翌日,慕容玄烈照常来上朝,因昨日一直没见到皇帝,不知道天子是何态度,他的心里始终不安。
朝堂之上,皇帝并没有表现出来什么异常,和以前一样正常问政,偶尔还会问一问他的意见,半个多时辰后无事启奏便散了朝。
走出大殿,是阳光明媚的一天,如果不是角落里还有些积水,根本想象不出昨天竟是倾盆大雨。
慕容玄烈的心和这天气一样舒爽,暗自庆幸这一劫终是躲了过去,却不知下朝之后皇帝便提审了李青。
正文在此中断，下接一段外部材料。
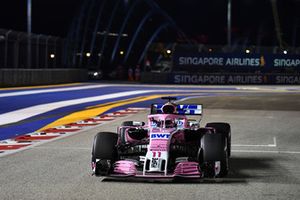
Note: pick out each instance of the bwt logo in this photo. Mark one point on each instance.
(160, 135)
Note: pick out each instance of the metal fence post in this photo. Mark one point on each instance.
(6, 47)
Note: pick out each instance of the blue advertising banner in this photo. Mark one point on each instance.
(236, 60)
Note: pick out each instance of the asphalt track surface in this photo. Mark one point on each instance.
(264, 165)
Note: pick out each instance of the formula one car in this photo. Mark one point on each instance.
(170, 145)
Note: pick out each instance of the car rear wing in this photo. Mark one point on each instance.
(181, 109)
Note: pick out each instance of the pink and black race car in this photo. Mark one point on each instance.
(170, 145)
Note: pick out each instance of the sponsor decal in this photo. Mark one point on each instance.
(286, 62)
(154, 163)
(223, 60)
(218, 79)
(244, 61)
(160, 135)
(285, 79)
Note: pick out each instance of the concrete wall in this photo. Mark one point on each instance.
(27, 77)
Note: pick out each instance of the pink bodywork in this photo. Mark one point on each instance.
(160, 136)
(128, 168)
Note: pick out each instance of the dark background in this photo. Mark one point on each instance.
(202, 20)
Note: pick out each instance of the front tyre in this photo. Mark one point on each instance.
(104, 153)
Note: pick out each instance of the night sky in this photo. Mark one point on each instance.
(202, 20)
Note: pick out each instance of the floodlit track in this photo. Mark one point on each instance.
(264, 164)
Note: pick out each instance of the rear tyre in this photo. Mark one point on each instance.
(104, 150)
(213, 149)
(225, 129)
(127, 123)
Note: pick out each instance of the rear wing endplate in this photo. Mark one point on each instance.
(181, 109)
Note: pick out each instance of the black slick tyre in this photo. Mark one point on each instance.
(104, 149)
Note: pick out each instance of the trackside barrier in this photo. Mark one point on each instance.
(221, 79)
(25, 77)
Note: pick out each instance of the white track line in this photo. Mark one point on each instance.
(21, 114)
(260, 151)
(257, 145)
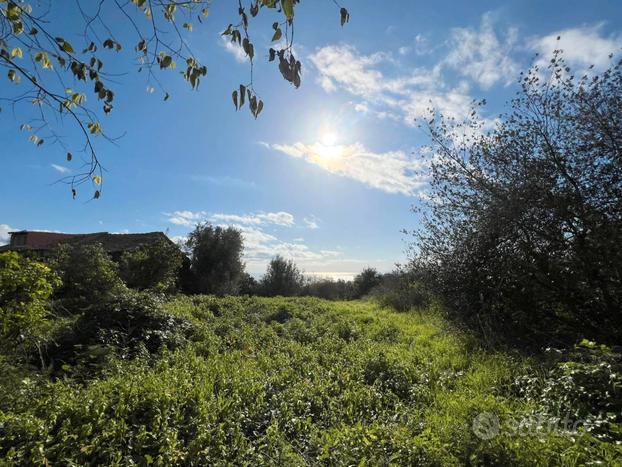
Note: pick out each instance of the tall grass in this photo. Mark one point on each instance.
(291, 382)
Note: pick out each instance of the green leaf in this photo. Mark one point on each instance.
(235, 99)
(288, 9)
(345, 16)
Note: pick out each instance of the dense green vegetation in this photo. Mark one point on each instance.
(298, 381)
(522, 232)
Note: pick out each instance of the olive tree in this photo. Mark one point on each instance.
(216, 265)
(282, 278)
(523, 228)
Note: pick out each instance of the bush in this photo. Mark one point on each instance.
(216, 259)
(25, 287)
(282, 278)
(154, 266)
(329, 289)
(89, 275)
(125, 324)
(523, 235)
(583, 385)
(400, 291)
(365, 281)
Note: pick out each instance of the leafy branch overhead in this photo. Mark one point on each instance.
(55, 79)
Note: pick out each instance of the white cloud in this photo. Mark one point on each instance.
(234, 49)
(404, 97)
(187, 218)
(4, 233)
(393, 172)
(260, 247)
(281, 218)
(583, 46)
(311, 223)
(482, 55)
(60, 168)
(190, 218)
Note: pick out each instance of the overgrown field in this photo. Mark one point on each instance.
(255, 381)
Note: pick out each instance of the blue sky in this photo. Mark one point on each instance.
(328, 173)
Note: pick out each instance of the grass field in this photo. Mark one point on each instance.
(258, 381)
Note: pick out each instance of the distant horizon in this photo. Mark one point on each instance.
(328, 173)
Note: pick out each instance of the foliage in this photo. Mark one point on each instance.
(523, 233)
(25, 287)
(401, 291)
(282, 278)
(584, 384)
(248, 285)
(39, 52)
(329, 289)
(154, 266)
(216, 259)
(125, 325)
(365, 281)
(285, 381)
(89, 275)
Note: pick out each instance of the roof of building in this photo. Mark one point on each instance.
(110, 242)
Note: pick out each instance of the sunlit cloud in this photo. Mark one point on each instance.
(583, 46)
(234, 49)
(405, 96)
(281, 218)
(4, 233)
(483, 55)
(60, 169)
(311, 222)
(392, 172)
(186, 218)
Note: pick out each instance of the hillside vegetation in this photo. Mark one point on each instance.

知道了事情的真相,皇帝痛苦的闭上了眼睛,我在一旁静静的侯着,等着一位父亲做出身在天家不得不做出的抉择。
终于,皇帝还是亲笔写下了废太子的诏书。
“用印吧。”皇帝道。
“可那个玉玺……”大监有些为难。
这几日皇帝派人秘密查探,始终没有玉玺的下落,虽然这个假玉玺的材质和真的玉玺一样,字体也不差分毫,但假的就是假的。
“朕是天子,朕认这个玉玺,那它便是真的,之所以要找到丢失的玉玺,只是为了防止有人居心叵测,无论是哪一个玉玺,这世上只能有一个。”
“遵旨。”大监把假玉玺恭恭敬敬的请了出来,蘸好印泥后重重的按了上去。“奴才这就去传旨。”
“不用,你让人把太子请到宫里来,朕有话对他说。至于府里,等太子离开后,该怎么办就怎么办吧。”
大监领旨离开,我也有眼色的告退,这个时候应该让皇帝静一静,就算他是天子,心里也不好受。
再说太子,他刚刚回府,就有门客给他透露了一个惊天大秘——御书房的玉玺丢了!
太子大吃一惊,他可是一点儿都没察觉出来,反复确认消息来源后,他不由得打心眼儿里佩服他的老子,心态真的是太稳了。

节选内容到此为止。